Cansados de unas relaciones tiranas, egocéntricas, competitivas y de rivalidad son protagonistas y testigos de los permanentes matoneos que pululan como “pan de cada día”. A sus docentes, quienes a diario realizan cuanto sea necesario para hacer llamativas sus clases y hacer sentir a gusto a sus alumnos, no los ven como un grupo de hombres y mujeres dignos de seguir o imitar, pues saben que la labor docente desde hace bastante tiempo viene en detrimento; los jóvenes no ven la docencia como una opción de vida. Hacía los rectores o coordinadores asumen una actitud déspota y de falsa obediencia, quizás sobre la base que ellos representan una autoridad poco reconocida y amparada en un manual de convivencia que poco aporta para que aquel espacio les agrade. Más que ser un instrumento que facilite condiciones y permita oportunidades desde una perspectiva humana, el “famoso manual” es visto como el peor enemigo donde se amparan las instituciones para reprimir, controlar y castigar sin tener en cuenta que debe ser un instrumento que garantice el ejercicio pleno de los derechos. Lo más fácil es aplicarlo con todo rigor tal y cómo lo determina la ley, sin embargo lo realmente importante queda en un segundo o tercer plano.

Los alumnos se ven tristes, cariacontecidos, deprimidos y hasta resignados. Saben, con poco conocimiento, que desde hace un buen tiempo la escuela dejó de ser atractiva para convertirse en un criadero de resentidos y autómatas castrados en sus más nobles aptitudes y cualidades; y aunque muchos de nosotros hoy recordamos con cierto agrado aquellas épocas de colegio, no olvidamos que no veíamos la hora de salir pronto de aquel lugar.

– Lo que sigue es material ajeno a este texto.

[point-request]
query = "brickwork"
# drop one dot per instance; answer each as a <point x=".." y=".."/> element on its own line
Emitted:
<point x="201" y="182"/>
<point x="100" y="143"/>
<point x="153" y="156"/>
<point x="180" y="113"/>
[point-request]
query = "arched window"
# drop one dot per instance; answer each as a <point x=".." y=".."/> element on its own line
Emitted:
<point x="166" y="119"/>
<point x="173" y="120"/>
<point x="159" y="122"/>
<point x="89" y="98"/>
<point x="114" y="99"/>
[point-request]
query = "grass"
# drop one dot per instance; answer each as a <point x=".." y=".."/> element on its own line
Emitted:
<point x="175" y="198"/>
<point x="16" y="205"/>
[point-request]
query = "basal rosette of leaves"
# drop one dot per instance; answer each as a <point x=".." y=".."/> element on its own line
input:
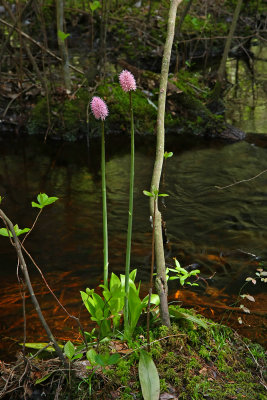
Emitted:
<point x="107" y="312"/>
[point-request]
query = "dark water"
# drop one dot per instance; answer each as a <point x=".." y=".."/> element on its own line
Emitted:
<point x="223" y="231"/>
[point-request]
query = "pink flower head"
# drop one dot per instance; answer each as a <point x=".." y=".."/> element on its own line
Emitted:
<point x="127" y="81"/>
<point x="99" y="108"/>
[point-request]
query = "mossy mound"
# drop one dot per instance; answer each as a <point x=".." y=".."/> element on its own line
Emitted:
<point x="196" y="359"/>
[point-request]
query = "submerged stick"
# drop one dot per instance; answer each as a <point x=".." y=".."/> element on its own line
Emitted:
<point x="16" y="243"/>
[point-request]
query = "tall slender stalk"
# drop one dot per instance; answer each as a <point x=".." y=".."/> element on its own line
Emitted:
<point x="128" y="84"/>
<point x="104" y="204"/>
<point x="100" y="111"/>
<point x="130" y="224"/>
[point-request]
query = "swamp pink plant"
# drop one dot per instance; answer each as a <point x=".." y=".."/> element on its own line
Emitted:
<point x="127" y="81"/>
<point x="100" y="111"/>
<point x="128" y="84"/>
<point x="99" y="108"/>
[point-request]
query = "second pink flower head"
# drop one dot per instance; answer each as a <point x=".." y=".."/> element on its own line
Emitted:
<point x="99" y="108"/>
<point x="127" y="81"/>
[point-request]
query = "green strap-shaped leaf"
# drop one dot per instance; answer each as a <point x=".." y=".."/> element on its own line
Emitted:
<point x="149" y="377"/>
<point x="183" y="315"/>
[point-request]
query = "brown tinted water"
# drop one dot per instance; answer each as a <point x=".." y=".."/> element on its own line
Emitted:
<point x="223" y="232"/>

Algunas situaciones más graves como los acosos y abusos sexuales por parte de docentes y directivos (algunos presbíteros); la conformación de pandillas al interior de las mismas instituciones educativas; el expendio y consumo de sustancias alucinógenas por alumnos; la prostitución juvenil de algunas estudiantes; el exagerado nivel de matoneo real y virtual entre miembros de la comunidad educativa; los no pocos casos de exclusión y discriminación que se dan en algunos colegios; la ciberpornografía como fenómeno que cada día toma más fuerza; los ocasionales suicidios junto con la identificación de un sinnúmero de trastornos emocionales y afectivos hacen parte de la gran descomposición que atraviesa nuestro mundo escolar, quedando en evidencia que aquel espacio que un día fue valorado como “la segunda casa”, hoy se observe con el mayor grado de reserva y desconfianza posibles.

Existen políticas públicas nacionales, regionales y locales para hacer de la educación una realidad de calidad, para posicionar a nuestras instituciones educativas en los más altos niveles, para iniciar procesos de mejoramiento continuo con el fin de obtener altos resultados en pruebas propias y foráneas; sin embargo una política que contribuya a mejorar el ambiente escolar, a promover una verdadera dinámica de respeto por los derechos humanos, a permitirle de verdad que los alumnos se sientan reconocidos como sujetos de derecho y personas dignas, a construir unos permanentes laboratorios de convivencia donde se aprenda a reconocerse asimismo y al otro como importante y esencial, a formarse en la manera de conjugar valores antiguos y nuevos en pro de una cultura de la tolerancia y el reconocimiento, a construir lo más participativamente posible acuerdos y manuales que garanticen mayor armonía, a respetar la individualidad en términos de aptitudes y cualidades, a desterrar cualquier tipo de estructura oligarca y autoritaria que en nada favorece a una relaciones afables. Tal vez de esta manera podamos volver a sentir que estar o regresar al colegio es sentirnos como en nuestro hogar, no importa con quién vivamos o quiénes sean nuestros padres.